The experimental antibody treatment that President Donald Trump received for COVID-19 is the subject of an ongoing clinical trial at the Mayo Clinic and a soon-to-be launched University of Minnesota study.

Doctors say the "cocktail" of monoclonal antibodies ordered by Trump's doctors is one of the more promising options under development in the race to find treatments for the new disease, which claimed 69 lives in Minnesota last week — the highest weekly toll since June.

Research at Mayo already is underway evaluating the antibody treatment in hospitalized patients. This fall, the U expects to enroll patients in a study looking at whether the antibodies can prevent infection and illness in household contacts of people who have tested positive for the SARS-CoV-2 virus.

"I think there's reason for optimism that this approach might be effective," said Dr. Andrew Badley, chairman of the Mayo Clinic COVID Research Task Force. "The catch is, we don't yet know well what the efficacy is; we don't yet know well what the safety is."

Studies of the treatment, which are being conducted at more than 100 medical centers, also will help show which patients might benefit most from monoclonal antibodies, said Dr. Brad Benson, chief academic officer at M Health Fairview. The treatment is intriguing and hopeful, he said, but there have been problems in the past with patients accessing other similar therapies due to cost and technology challenges.

"When I think of the price tag on most immunotherapies or monoclonal antibody therapies, they are steep," said Benson, who is a professor of internal medicine and pediatrics at the University of Minnesota Medical School. "Our goal would be that everyone has access to the science and the therapies that our president would have."

The Minnesota Department of Health reported Saturday another 14 deaths from COVID-19, including 10 people who were residents of long-term care facilities.

The state reported 1,434 new coronavirus infections on a volume of nearly 29,500 completed tests — very high numbers in both cases. Hospital figures from the past week aren't yet complete, but the latest data showed a continued increase through the previous weekend in COVID-19 hospitalizations.

A rising number of cases and hospitalizations is turning the Upper Midwest into the nation's latest pandemic hot spot.

Health officials attribute Minnesota's increases to a variety of factors, including large social gatherings, activity over the Labor Day weekend and the return to school for college and K-12 students. Cases are growing even faster in North Dakota, South Dakota and Wisconsin — states that held the nation's top three spots for population-adjusted COVID-19 case growth over the past week, according to the Harvard Global Health Institute.

"We had the first peak in the Northeast, and then over the summer we had the Sun Belt," said Dr. Eric Toner, senior scholar at the Johns Hopkins Bloomberg School of Public Health. "Now it's picking on the Midwest, the Upper Midwest and the Plains states. Minnesota is much better than most of its neighbors."

New York-based Regeneron Pharmaceuticals Inc. confirmed Friday that the company provided a single 8-gram dose of a cocktail of two monoclonal antibodies for use by Trump. Regulators have not approved the treatment for general use, but it was provided by way of a compassionate use request from Trump's physicians. The New York Times reported that Trump received the treatment.

Trump received the higher of two doses being studied at Mayo, a company spokeswoman said, while doses aren't being disclosed in the prevention trial at the U.

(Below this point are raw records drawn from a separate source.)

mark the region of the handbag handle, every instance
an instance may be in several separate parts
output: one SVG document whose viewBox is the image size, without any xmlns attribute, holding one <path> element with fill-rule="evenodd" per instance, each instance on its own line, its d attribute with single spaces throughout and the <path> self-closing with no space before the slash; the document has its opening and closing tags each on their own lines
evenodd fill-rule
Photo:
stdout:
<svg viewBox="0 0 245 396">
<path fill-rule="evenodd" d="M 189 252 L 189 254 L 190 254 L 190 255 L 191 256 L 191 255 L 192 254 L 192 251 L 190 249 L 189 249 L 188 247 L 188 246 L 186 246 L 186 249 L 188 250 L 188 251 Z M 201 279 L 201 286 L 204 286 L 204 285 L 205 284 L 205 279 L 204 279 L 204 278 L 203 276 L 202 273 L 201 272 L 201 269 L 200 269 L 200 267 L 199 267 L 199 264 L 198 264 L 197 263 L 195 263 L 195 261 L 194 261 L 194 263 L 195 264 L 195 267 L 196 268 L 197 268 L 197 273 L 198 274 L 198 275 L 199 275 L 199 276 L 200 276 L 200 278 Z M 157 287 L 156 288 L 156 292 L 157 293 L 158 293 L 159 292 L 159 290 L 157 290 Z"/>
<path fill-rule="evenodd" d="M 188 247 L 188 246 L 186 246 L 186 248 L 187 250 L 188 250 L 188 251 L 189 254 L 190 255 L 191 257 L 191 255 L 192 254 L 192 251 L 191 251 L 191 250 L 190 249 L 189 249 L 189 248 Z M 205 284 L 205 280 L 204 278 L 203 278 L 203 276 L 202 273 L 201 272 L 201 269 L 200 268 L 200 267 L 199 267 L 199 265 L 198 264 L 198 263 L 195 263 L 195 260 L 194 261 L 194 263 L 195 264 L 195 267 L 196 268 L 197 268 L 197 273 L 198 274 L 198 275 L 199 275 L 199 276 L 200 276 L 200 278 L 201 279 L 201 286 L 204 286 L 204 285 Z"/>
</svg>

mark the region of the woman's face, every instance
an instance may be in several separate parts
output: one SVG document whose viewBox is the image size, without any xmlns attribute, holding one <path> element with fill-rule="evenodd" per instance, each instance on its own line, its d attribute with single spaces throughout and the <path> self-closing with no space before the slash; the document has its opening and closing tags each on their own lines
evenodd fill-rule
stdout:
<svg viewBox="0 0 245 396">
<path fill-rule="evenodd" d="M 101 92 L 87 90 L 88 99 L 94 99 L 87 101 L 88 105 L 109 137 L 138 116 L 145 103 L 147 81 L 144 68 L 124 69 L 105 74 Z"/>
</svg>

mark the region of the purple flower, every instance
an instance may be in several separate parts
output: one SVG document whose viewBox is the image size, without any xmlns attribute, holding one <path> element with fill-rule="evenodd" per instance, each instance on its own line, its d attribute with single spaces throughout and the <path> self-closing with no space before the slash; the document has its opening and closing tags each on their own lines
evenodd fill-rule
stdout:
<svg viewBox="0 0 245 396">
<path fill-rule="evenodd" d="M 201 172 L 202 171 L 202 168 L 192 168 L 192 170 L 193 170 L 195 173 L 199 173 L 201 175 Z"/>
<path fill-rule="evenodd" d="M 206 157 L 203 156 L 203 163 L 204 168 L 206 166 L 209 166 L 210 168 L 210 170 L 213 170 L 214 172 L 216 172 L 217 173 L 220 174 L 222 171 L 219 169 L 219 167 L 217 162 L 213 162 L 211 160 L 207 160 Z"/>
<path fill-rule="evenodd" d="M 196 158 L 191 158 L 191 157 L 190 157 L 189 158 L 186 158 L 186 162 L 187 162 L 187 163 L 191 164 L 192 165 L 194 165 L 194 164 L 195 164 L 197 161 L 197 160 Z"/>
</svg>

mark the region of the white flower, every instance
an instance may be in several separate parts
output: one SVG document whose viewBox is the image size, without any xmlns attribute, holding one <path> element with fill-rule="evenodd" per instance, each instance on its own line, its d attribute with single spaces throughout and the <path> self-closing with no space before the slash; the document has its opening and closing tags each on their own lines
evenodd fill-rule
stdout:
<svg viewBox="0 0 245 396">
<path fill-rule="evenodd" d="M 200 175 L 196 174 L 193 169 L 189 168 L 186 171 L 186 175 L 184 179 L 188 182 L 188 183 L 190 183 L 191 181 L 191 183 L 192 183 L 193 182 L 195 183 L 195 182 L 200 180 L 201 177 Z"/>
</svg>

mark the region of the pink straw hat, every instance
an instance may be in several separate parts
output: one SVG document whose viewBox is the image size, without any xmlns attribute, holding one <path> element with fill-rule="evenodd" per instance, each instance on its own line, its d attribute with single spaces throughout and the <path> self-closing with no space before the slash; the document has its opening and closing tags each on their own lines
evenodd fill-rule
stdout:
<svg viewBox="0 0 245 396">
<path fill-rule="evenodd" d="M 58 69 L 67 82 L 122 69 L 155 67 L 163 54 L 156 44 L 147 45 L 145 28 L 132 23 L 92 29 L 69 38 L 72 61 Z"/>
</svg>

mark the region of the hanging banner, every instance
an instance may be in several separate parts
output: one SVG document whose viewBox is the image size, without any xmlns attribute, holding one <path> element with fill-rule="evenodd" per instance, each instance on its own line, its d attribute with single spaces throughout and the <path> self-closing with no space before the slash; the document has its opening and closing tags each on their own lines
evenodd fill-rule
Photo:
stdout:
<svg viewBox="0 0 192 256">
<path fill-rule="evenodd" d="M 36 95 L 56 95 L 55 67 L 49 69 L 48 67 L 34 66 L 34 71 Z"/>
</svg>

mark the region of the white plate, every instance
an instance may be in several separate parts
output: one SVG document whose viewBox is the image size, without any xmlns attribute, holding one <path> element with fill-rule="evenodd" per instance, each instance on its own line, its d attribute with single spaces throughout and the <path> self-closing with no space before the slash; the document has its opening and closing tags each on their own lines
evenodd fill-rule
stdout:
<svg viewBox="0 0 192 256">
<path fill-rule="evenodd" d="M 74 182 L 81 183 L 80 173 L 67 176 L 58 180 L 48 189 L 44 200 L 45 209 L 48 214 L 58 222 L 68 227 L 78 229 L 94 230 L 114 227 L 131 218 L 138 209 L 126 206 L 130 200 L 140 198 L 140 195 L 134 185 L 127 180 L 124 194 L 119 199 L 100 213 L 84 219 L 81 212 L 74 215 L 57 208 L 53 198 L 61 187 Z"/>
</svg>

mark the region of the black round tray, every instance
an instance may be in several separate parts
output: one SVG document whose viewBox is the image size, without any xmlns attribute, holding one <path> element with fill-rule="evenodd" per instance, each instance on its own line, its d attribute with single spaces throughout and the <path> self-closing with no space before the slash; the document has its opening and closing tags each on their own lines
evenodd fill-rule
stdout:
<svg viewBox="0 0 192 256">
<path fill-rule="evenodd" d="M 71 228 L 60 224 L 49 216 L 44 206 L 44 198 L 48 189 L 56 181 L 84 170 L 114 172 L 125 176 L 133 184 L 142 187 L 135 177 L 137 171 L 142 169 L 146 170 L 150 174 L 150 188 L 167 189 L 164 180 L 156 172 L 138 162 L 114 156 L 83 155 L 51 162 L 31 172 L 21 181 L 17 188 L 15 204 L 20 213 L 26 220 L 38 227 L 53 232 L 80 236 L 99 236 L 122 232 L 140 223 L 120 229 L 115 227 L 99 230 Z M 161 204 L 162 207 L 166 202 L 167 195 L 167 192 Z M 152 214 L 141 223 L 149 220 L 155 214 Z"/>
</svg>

Badley, the Mayo Clinic physician, said he couldn't comment on Trump's treatment. In general, he said, the idea with monoclonal antibodies is that they can prevent the SARS-CoV-2 virus from infecting cells and triggering an immune response that can leave patients critically ill.

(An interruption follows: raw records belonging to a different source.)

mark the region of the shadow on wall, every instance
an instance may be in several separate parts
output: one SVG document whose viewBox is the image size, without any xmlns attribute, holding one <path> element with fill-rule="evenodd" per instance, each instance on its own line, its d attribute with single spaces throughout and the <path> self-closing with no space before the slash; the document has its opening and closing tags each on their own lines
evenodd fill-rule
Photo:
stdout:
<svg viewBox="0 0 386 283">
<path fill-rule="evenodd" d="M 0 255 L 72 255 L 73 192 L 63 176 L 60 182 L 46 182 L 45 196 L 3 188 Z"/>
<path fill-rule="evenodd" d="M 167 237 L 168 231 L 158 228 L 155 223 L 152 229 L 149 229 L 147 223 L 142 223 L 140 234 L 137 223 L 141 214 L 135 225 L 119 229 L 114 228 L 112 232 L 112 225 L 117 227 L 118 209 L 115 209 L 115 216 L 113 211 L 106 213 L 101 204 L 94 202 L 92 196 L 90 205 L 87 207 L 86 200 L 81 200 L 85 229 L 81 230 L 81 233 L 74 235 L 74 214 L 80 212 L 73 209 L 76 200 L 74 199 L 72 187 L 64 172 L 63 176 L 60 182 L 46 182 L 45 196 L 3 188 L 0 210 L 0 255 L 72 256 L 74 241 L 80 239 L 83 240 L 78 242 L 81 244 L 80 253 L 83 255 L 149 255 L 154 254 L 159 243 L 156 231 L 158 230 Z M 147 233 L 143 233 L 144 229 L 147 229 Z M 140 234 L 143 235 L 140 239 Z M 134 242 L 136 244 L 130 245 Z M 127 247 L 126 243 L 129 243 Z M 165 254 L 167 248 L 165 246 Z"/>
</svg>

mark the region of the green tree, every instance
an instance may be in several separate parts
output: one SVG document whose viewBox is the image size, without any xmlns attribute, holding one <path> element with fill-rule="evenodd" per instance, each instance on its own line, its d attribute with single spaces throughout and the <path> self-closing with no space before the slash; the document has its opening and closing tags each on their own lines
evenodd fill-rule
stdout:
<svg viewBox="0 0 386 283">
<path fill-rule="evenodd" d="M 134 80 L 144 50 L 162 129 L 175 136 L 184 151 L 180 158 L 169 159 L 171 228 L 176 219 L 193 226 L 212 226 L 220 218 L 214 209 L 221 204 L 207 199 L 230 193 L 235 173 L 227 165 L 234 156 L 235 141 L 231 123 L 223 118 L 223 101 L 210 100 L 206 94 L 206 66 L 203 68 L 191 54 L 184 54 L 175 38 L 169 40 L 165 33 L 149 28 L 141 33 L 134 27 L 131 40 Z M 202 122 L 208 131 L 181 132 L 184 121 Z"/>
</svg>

The concept is similar, Badley said, to the one driving Mayo's research on using plasma from people who recovered from COVID-19 to help patients with active infections. The goal is to deliver virus-fighting antibodies, but it's not always clear whether antibodies from plasma will hit the target.

"With the monoclonal antibodies, you're sure that every dose has a large amount of antibody in it and you're sure that it targets the virus," Badley said.

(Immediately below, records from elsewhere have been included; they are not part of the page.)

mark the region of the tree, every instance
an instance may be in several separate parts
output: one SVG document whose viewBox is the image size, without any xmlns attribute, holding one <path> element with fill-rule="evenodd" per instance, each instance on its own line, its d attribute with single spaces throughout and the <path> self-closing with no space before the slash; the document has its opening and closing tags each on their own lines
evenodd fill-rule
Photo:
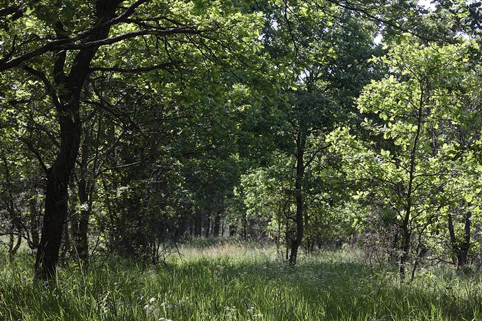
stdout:
<svg viewBox="0 0 482 321">
<path fill-rule="evenodd" d="M 397 213 L 401 279 L 412 243 L 415 271 L 423 233 L 454 201 L 439 193 L 463 172 L 463 165 L 450 161 L 457 144 L 450 133 L 462 122 L 467 91 L 477 86 L 473 77 L 465 76 L 472 74 L 467 63 L 472 45 L 424 45 L 412 40 L 394 45 L 381 58 L 390 76 L 373 81 L 357 100 L 362 113 L 379 118 L 366 118 L 363 127 L 379 142 L 361 141 L 348 127 L 330 137 L 332 148 L 344 155 L 348 177 L 370 184 L 355 197 L 375 199 L 370 206 Z"/>
</svg>

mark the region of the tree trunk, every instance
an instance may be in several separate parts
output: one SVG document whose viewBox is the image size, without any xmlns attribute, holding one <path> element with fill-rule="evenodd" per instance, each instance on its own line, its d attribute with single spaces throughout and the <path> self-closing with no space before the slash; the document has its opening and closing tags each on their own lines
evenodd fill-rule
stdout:
<svg viewBox="0 0 482 321">
<path fill-rule="evenodd" d="M 219 229 L 221 223 L 221 214 L 219 210 L 216 210 L 216 216 L 214 217 L 214 226 L 213 227 L 213 235 L 215 237 L 219 236 Z"/>
<path fill-rule="evenodd" d="M 295 181 L 295 192 L 296 197 L 296 236 L 291 242 L 291 252 L 290 252 L 289 261 L 291 264 L 296 264 L 298 254 L 298 248 L 303 239 L 303 177 L 304 175 L 304 164 L 303 156 L 304 155 L 304 144 L 306 142 L 306 134 L 303 129 L 300 129 L 296 140 L 296 179 Z"/>
<path fill-rule="evenodd" d="M 102 25 L 112 19 L 120 2 L 120 0 L 97 1 L 96 25 Z M 60 21 L 58 25 L 57 38 L 68 36 L 65 34 Z M 109 30 L 108 25 L 99 27 L 86 41 L 94 42 L 105 38 Z M 93 46 L 79 50 L 72 59 L 68 76 L 65 73 L 66 51 L 59 50 L 54 53 L 54 79 L 56 85 L 63 88 L 58 98 L 55 94 L 51 95 L 60 124 L 60 148 L 54 164 L 47 170 L 45 215 L 35 261 L 35 280 L 48 281 L 55 277 L 63 228 L 67 219 L 69 179 L 81 143 L 81 93 L 89 75 L 90 62 L 98 49 L 98 47 Z M 47 89 L 51 93 L 54 90 Z"/>
</svg>

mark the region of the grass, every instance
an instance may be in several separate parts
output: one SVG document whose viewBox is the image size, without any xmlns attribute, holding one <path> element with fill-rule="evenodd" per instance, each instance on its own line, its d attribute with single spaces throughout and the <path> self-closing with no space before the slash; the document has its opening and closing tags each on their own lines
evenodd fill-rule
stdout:
<svg viewBox="0 0 482 321">
<path fill-rule="evenodd" d="M 182 245 L 182 258 L 143 266 L 94 263 L 59 269 L 56 287 L 32 284 L 33 260 L 0 258 L 0 320 L 481 320 L 480 277 L 425 272 L 399 285 L 356 253 L 304 256 L 296 267 L 272 248 Z M 163 319 L 165 318 L 165 319 Z"/>
</svg>

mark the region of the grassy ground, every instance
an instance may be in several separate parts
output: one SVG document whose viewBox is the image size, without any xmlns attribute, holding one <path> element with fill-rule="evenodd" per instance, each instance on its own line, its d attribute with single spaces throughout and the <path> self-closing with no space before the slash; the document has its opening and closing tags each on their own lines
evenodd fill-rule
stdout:
<svg viewBox="0 0 482 321">
<path fill-rule="evenodd" d="M 451 273 L 421 273 L 399 285 L 355 254 L 301 258 L 225 243 L 183 247 L 182 260 L 143 267 L 94 263 L 61 269 L 55 288 L 33 286 L 32 259 L 0 258 L 0 320 L 482 320 L 482 285 Z"/>
</svg>

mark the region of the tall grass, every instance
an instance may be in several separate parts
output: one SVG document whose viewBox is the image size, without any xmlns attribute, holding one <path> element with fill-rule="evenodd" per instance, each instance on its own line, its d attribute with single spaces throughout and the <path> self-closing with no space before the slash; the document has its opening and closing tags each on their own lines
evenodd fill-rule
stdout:
<svg viewBox="0 0 482 321">
<path fill-rule="evenodd" d="M 62 268 L 50 287 L 32 285 L 32 258 L 19 256 L 0 263 L 0 320 L 482 319 L 478 276 L 428 271 L 400 285 L 396 273 L 354 253 L 323 252 L 292 267 L 272 248 L 196 245 L 182 245 L 183 255 L 165 265 Z"/>
</svg>

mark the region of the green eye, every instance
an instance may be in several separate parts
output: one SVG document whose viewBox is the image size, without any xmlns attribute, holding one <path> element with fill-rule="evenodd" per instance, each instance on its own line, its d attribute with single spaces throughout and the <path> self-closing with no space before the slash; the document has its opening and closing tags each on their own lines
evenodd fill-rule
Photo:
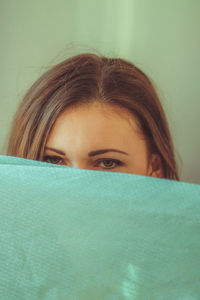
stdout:
<svg viewBox="0 0 200 300">
<path fill-rule="evenodd" d="M 106 169 L 114 169 L 116 166 L 122 166 L 123 163 L 119 160 L 116 159 L 111 159 L 111 158 L 106 158 L 106 159 L 101 159 L 98 160 L 97 163 L 103 163 L 104 167 Z M 114 166 L 113 166 L 114 164 Z"/>
</svg>

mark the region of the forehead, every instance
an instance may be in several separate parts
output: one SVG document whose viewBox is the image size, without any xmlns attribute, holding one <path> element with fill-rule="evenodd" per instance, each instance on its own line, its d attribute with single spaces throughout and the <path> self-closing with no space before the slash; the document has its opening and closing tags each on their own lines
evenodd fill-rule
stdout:
<svg viewBox="0 0 200 300">
<path fill-rule="evenodd" d="M 56 120 L 55 126 L 113 130 L 131 130 L 141 136 L 139 121 L 128 109 L 116 105 L 93 102 L 67 108 Z M 88 128 L 88 129 L 89 129 Z"/>
</svg>

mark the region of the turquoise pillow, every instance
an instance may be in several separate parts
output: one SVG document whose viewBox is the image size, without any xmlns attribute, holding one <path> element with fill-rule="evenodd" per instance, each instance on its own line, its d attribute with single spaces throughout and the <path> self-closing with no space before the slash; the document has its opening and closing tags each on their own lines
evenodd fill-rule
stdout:
<svg viewBox="0 0 200 300">
<path fill-rule="evenodd" d="M 200 185 L 0 156 L 0 299 L 200 299 Z"/>
</svg>

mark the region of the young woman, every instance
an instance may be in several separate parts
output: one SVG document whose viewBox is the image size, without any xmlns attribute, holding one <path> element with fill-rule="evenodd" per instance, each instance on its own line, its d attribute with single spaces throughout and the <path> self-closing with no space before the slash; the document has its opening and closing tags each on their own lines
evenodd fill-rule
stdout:
<svg viewBox="0 0 200 300">
<path fill-rule="evenodd" d="M 7 155 L 179 180 L 165 113 L 149 78 L 123 59 L 80 54 L 28 90 Z"/>
</svg>

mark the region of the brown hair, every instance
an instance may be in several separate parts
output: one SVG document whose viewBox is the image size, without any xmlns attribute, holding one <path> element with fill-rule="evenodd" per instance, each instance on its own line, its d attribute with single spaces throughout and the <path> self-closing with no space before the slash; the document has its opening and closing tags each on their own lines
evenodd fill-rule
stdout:
<svg viewBox="0 0 200 300">
<path fill-rule="evenodd" d="M 46 71 L 27 91 L 10 129 L 7 155 L 42 160 L 48 135 L 68 107 L 93 101 L 128 109 L 160 155 L 164 177 L 179 180 L 169 126 L 149 78 L 119 58 L 79 54 Z"/>
</svg>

In the initial phases of COVID-19 illness, the virus uses a spike protein to bind to a cell receptor and make its way inside, said the U's Benson. The virus then takes over the cell's machinery to reproduce itself.

"When you think of how Regeneron acts, it is a monoclonal antibody that is tailor designed to essentially put gloves on that spike protein," Benson said. "It is supposed to just wrap up that spike protein — bind it — so that it can't then lock onto that back door into the cell."

COVID-19 is a viral respiratory illness that usually causes either no symptoms or a mild illness, but can result in serious illness and death — particularly in older people with health problems. In Minnesota, the pandemic has generated 102,787 cases, 7,846 hospitalizations and 2,073 deaths.

Recent case increases in neighboring states aren't driving patients into Minnesota, but hospitalizations here clearly are on the rise, said Dr. Pritish Tosh, an infectious disease specialist at Mayo. While a lot of the case growth in Minnesota is among younger people at lower risk of serious illness, Tosh said rising hospital numbers suggest a spillover effect for older adults.

"Within the Upper Midwest broadly, it certainly appears that the outbreak is real and that this is a real hot spot, in terms of not just detected cases but community activity of COVID," he said.